OBJECTIVE: Clinical and experimental studies suggest that immature hearts are as or more sensitive than adult hearts to adverse effects of I(Kr) blocking drugs. We hypothesized that age-dependent changes in I(Kr) and I(Ks) contribute to the different repolarization reserves and proarrhythmic effects of I(Kr) blockers in the young and adult heart. METHODS: Dogs aged 1-150 days and adults were used to study (1) proarrhythmic effects in situ of the I(Kr) blocker dofetilide; (2) dofetilide effects on action potential duration (APD) recorded with microelectrodes from left ventricular (LV) slabs; (3) I(Kr) and I(Ks) in single LV myocytes using whole-cell voltage clamp. RESULTS: In situ, dofetilide-induced proarrhythmia occurred in 40% of adults, 86% of young (20-150 day) dogs and 0% of neonatal (1-19 day) dogs (P<0.05). Isolated tissue experiments showed no transmural gradient for repolarization from neonate through 3 months of age, after which the gradient increased through adulthood. In the presence of dofetilide, the greatest APD prolongation occurred in neonates. Yet, transmural dispersion did not increase in neonates but significantly increased in young and adults. Dofetilide-induced early after depolarization (EAD) incidence was 23% in adults, 59% in young and 8% in neonates (P<0.05). I(Kr) but not I(Ks) was expressed at <30 days, whereas both currents were present in adult myocardium. CONCLUSIONS: Our data suggest that a lack of I(Ks) results in a greater dependence on I(Kr) for repolarization in neonates and is associated with exaggerated effects of I(Kr)-blockade on APD. However, APD prolongation alone is insufficient for expression of proarrhythmia, which also requires transmural dispersion of repolarization and EADs. The extent to which APD prolongation, transmural dispersion and EADs are manifested at various ages in the absence and presence of I(Kr) blocking drugs appears to be the ultimate determinant of proarrhythmia.

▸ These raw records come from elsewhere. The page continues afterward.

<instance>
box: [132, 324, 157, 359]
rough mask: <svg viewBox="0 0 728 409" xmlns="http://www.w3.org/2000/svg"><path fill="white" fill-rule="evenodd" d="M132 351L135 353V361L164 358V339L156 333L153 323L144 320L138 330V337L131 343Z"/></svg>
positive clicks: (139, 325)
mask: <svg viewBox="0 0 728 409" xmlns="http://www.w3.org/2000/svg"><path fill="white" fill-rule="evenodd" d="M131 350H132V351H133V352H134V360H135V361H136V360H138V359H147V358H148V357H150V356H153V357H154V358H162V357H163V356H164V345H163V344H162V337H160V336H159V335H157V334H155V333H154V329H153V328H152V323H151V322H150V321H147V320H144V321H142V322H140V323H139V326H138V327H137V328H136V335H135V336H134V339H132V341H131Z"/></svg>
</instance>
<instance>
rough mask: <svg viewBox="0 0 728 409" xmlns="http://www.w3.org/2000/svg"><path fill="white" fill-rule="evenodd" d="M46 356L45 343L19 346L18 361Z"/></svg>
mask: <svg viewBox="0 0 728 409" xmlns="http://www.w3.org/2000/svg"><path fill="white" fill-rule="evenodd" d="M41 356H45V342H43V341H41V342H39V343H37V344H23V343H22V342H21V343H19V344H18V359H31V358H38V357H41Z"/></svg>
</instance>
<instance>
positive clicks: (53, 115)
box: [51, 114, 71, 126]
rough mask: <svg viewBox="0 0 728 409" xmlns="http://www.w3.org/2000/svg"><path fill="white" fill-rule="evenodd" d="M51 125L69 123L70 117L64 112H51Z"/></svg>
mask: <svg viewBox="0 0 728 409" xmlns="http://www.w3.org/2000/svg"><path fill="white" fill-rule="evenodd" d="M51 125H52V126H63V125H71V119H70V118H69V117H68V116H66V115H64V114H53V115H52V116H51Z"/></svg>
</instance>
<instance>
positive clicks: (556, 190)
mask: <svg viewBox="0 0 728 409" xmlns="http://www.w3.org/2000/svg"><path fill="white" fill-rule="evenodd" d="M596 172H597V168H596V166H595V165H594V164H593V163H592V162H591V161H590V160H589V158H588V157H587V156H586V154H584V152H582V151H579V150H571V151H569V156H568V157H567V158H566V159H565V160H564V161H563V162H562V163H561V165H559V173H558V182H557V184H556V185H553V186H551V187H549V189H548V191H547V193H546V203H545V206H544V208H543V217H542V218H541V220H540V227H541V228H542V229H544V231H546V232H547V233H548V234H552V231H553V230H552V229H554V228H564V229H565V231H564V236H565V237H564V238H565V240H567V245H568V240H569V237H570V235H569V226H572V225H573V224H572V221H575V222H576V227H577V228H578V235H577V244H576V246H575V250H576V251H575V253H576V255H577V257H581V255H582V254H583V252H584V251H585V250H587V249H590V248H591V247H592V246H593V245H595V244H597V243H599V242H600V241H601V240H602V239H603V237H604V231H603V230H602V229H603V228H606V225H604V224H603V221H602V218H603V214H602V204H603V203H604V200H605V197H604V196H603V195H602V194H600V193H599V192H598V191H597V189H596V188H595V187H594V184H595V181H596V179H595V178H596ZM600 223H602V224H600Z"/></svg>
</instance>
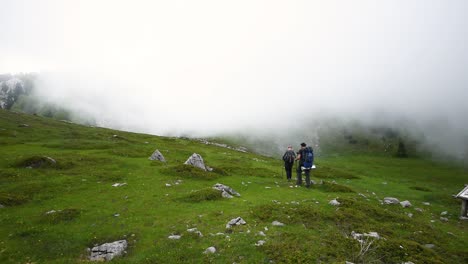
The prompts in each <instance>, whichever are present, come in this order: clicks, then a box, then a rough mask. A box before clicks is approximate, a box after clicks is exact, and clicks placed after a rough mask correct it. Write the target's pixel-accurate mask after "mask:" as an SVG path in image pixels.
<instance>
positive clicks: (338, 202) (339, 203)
mask: <svg viewBox="0 0 468 264" xmlns="http://www.w3.org/2000/svg"><path fill="white" fill-rule="evenodd" d="M328 204H330V205H333V206H338V205H340V204H341V203H340V202H338V201H337V200H336V199H333V200H331V201H330V202H329V203H328Z"/></svg>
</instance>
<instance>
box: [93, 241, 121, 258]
mask: <svg viewBox="0 0 468 264" xmlns="http://www.w3.org/2000/svg"><path fill="white" fill-rule="evenodd" d="M127 246H128V244H127V240H118V241H114V242H112V243H105V244H102V245H100V246H96V247H93V248H92V249H91V256H90V257H89V260H91V261H109V260H112V259H113V258H115V257H117V256H121V255H123V254H124V253H125V249H127Z"/></svg>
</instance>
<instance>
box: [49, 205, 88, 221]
mask: <svg viewBox="0 0 468 264" xmlns="http://www.w3.org/2000/svg"><path fill="white" fill-rule="evenodd" d="M80 214H81V211H80V210H78V209H73V208H69V209H63V210H59V211H56V212H49V213H45V214H44V215H43V220H44V221H46V222H49V223H52V224H57V223H60V222H69V221H73V220H74V219H76V218H78V217H79V216H80Z"/></svg>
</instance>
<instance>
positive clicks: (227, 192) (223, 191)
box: [213, 183, 240, 198]
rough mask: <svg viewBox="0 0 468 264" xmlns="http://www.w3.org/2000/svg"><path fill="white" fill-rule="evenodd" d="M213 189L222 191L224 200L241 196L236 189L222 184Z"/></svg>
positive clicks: (219, 183)
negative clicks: (232, 188)
mask: <svg viewBox="0 0 468 264" xmlns="http://www.w3.org/2000/svg"><path fill="white" fill-rule="evenodd" d="M213 189H215V190H218V191H220V192H221V196H223V197H224V198H232V197H233V196H237V197H240V194H239V193H238V192H236V191H235V190H234V189H232V188H231V187H229V186H227V185H224V184H221V183H217V184H215V185H214V186H213Z"/></svg>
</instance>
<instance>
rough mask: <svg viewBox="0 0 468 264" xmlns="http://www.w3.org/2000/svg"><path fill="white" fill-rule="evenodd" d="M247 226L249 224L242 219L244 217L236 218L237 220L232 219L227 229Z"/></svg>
mask: <svg viewBox="0 0 468 264" xmlns="http://www.w3.org/2000/svg"><path fill="white" fill-rule="evenodd" d="M245 224H247V222H245V220H244V219H242V217H236V218H233V219H231V220H230V221H229V222H228V223H227V224H226V228H228V229H229V228H231V227H233V226H236V225H245Z"/></svg>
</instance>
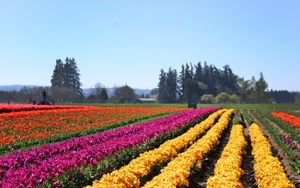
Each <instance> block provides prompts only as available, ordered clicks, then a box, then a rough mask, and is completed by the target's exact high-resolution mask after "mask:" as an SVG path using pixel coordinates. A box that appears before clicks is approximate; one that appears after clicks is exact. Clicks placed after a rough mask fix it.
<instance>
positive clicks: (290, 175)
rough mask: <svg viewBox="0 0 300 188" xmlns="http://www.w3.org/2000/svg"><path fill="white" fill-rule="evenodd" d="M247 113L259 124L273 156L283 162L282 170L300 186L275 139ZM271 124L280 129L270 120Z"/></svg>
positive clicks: (287, 157)
mask: <svg viewBox="0 0 300 188" xmlns="http://www.w3.org/2000/svg"><path fill="white" fill-rule="evenodd" d="M248 114H249V116H250V117H251V119H253V121H254V122H255V123H257V124H258V125H259V127H260V129H261V131H262V132H263V134H264V135H265V136H266V137H267V139H268V140H269V142H270V143H271V146H272V153H273V156H275V157H277V158H278V159H279V160H280V162H281V163H282V164H283V167H284V170H285V172H286V174H287V176H288V178H289V179H290V180H291V181H292V182H293V183H294V184H295V186H296V187H300V176H299V175H298V174H297V173H296V172H294V171H293V169H292V167H291V166H290V162H289V159H288V156H287V154H286V153H285V152H284V151H283V150H282V149H281V147H280V146H279V145H278V144H277V143H276V142H275V140H274V139H273V137H272V136H271V134H270V133H269V132H268V130H267V129H266V128H265V127H264V126H263V124H262V123H261V122H260V121H259V120H258V119H257V118H255V117H254V115H253V114H252V113H251V112H248ZM272 125H275V126H276V127H277V128H278V129H279V131H280V130H281V129H280V128H279V126H278V125H276V124H275V123H274V122H272ZM281 131H282V130H281Z"/></svg>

Developmental evolution of the delayed rectifier current IKs in canine heart appears dependent on the beta subunit minK.

OBJECTIVES: We tested the hypothesis that the developmental changes occurring in I(Kr) and I(Ks) can be explained by changes in the expression of ERG encoding I(Kr), and KCNQ1, the beta subunit minK, and the recently reported subunit FHL2 encoding I(Ks). BACKGROUND: The delayed rectifier current contributes importantly to the developmental evolution of the canine myocardial action potential. Specifically, in left ventricular epicardial myocytes, I(Ks) is absent and I(Kr) is the major repolarizing current until age 4 weeks. With subsequent development, I(Ks) density increases and I(Kr) decreases, resulting in an altered voltage-time course of repolarization. METHODS: We used Western blotting and real-time polymerase chain reaction to compare the expression of ERG, KCNQ1, minK, and FHL2 in 1-week-old pups and adult dogs. RESULTS: ERG levels are high at 1 week and decrease significantly with age, consistent with developmental decrease in I(Kr). Whereas expression of KCNQ1 and FHL2 is unchanged between the two age groups, minK is minimally expressed at 1 week and increases in adults, consistent with developmental increase in I(Ks). CONCLUSIONS: A reduction in ERG explains the developmental decrease in I(Kr), whereas the accessory subunit minK appears to be the critical determinant of developmental evolution of I(Ks).